Did you know there are roughly 5000 MLS/MLIS graduates per year? And if the 2-month sample of job openings discussed in this article in Library Journal is representative, there are roughly 400 full-time entry-level jobs being offered per year (this was circa 2005–imagine what it is now).

Yet, Pitt’s iSchool is hiring five new faculty members (to replace others–no new positions that I’m aware of) and making no noises about decreasing admissions. I have no reason to believe the other 61 ALA-accredited library programs are much different.

How is this ethical? How do the deans of these schools sleep at night? Also, why are people still applying? (It might be that story that keeps going around about all of the librarians who are going to retire any moment now. Magically, despite the losses everyone’s sustained in retirement funds.
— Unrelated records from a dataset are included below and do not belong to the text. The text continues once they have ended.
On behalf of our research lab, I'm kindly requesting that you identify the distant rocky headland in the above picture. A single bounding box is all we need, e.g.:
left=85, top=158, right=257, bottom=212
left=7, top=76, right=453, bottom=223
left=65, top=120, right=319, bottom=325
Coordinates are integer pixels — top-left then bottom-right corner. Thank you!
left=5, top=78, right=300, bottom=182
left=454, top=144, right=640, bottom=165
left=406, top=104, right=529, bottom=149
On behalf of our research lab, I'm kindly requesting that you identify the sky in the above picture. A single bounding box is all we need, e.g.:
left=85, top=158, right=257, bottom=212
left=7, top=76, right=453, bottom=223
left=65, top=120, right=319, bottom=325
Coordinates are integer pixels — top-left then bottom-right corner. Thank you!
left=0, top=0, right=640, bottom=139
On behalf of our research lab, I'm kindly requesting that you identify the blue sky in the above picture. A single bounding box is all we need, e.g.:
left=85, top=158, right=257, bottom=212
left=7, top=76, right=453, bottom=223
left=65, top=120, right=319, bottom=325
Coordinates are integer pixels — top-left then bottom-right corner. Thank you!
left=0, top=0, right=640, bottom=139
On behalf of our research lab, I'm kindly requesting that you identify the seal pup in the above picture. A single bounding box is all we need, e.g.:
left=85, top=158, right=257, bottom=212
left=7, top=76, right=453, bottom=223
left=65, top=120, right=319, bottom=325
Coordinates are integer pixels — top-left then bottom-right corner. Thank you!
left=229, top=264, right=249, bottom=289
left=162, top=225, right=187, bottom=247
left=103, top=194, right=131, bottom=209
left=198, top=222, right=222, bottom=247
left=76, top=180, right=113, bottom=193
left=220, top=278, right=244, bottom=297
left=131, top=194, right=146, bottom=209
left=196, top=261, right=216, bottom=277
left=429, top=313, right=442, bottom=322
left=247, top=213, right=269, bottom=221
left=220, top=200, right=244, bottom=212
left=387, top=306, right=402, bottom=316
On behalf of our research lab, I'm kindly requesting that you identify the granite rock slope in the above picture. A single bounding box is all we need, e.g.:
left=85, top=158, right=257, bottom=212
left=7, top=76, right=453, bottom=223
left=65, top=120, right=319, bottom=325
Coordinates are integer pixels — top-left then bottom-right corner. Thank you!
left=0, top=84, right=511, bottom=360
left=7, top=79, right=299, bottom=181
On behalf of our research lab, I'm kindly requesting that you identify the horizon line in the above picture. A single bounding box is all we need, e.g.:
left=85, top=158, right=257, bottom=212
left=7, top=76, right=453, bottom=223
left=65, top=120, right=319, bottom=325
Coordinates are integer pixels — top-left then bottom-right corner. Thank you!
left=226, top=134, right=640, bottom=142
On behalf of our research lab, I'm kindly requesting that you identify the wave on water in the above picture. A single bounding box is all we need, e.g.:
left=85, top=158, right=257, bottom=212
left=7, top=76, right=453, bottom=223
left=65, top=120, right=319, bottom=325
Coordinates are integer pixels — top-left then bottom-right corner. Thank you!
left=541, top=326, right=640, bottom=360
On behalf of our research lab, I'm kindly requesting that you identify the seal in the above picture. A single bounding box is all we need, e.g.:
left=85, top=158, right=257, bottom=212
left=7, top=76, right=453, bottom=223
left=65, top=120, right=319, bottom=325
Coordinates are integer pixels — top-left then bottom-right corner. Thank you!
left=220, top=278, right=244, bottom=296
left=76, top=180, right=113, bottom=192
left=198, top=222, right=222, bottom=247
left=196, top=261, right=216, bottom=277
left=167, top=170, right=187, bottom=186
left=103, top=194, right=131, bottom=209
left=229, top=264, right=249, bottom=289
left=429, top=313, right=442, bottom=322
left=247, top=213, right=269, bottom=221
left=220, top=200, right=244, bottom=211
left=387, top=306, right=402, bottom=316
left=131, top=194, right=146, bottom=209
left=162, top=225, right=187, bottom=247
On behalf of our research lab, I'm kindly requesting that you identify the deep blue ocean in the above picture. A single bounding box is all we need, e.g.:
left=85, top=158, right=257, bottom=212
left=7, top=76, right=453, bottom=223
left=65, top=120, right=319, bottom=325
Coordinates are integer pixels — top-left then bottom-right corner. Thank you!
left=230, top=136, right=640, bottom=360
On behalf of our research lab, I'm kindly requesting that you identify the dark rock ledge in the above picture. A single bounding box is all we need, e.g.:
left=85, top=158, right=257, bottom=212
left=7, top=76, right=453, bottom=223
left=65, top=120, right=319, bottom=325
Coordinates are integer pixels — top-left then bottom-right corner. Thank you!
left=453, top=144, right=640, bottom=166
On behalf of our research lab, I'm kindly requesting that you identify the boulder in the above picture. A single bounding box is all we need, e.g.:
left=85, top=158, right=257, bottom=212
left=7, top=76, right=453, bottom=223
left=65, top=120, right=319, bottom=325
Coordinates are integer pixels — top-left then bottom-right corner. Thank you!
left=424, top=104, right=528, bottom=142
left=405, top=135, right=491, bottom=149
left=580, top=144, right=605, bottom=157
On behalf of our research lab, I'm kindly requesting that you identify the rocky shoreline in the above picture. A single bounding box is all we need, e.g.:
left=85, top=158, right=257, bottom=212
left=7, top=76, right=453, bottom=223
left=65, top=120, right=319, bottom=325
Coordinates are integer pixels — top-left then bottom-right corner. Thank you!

And of course people retiring from a lifetime of library work will leave entry-level positions open in their wake.)

My concern a few months ago, upon hearing that the acceptance rate in our program exceeds 90%, was that it was “watering down” the profession (I’m not trying to demean myself or my classmates, but even if we were a truly exceptional bunch of applicants, numbers like that shouldn’t happen). Given Pitt’s high ranking, I assume we aren’t some crazy outlier; there must be other programs with comparable numbers. And that is a serious problem.

But then to learn that the bulk of the graduates in our school and others will not be finding full-time professional positions, on top of that? It frustrates and angers me. (Full disclosure: I’m one of the lucky ones; I can go back to my previous field if no library offers me a position before my loans come due. But I no longer see the MLIS I’m earning as the valuable asset–the clear gateway to a profession in which I could really improve the world–that I thought it would be. I am disenchanted, I guess, on top of my frustration and anger.)

Am I the only one? No, you know what? I know I’m not the only one. But why aren’t we doing something? Why aren’t library students picketing in the streets–or at least our deans’ offices? Why aren’t we writing to our schools’ chancellors/presidents, to the ALA Council, to local and regional newspapers, to anyone who will listen, to prevent yet another crop of students from making the same mistakes we did–such as believing the ALA’s over-optimistic job predictions? (Maybe we just don’t know where to send our correspondence. Who listens to library students? I mean, there are 5000 of us graduating each year; individually, we’re expendable.) Why aren’t we demanding answers from our professors? Why do we let advice seeker after advice seeker on blogs and forums and listservs wander happily off, thinking their BA in history and semester of shelving books will be sufficient background to get a job in the library profession, if they just get that MLIS?

What’s wrong with us?

Published inalahiring and employmentlibrarianshiplibrary school


  1. somcak

    You think that’s bad, check out the law school stats! Of course, I’ve educated myself into a corner, and I’m now only able to do law librarianship.

  2. Pallot

    please try picketing to dr. cox. Please. I dare you.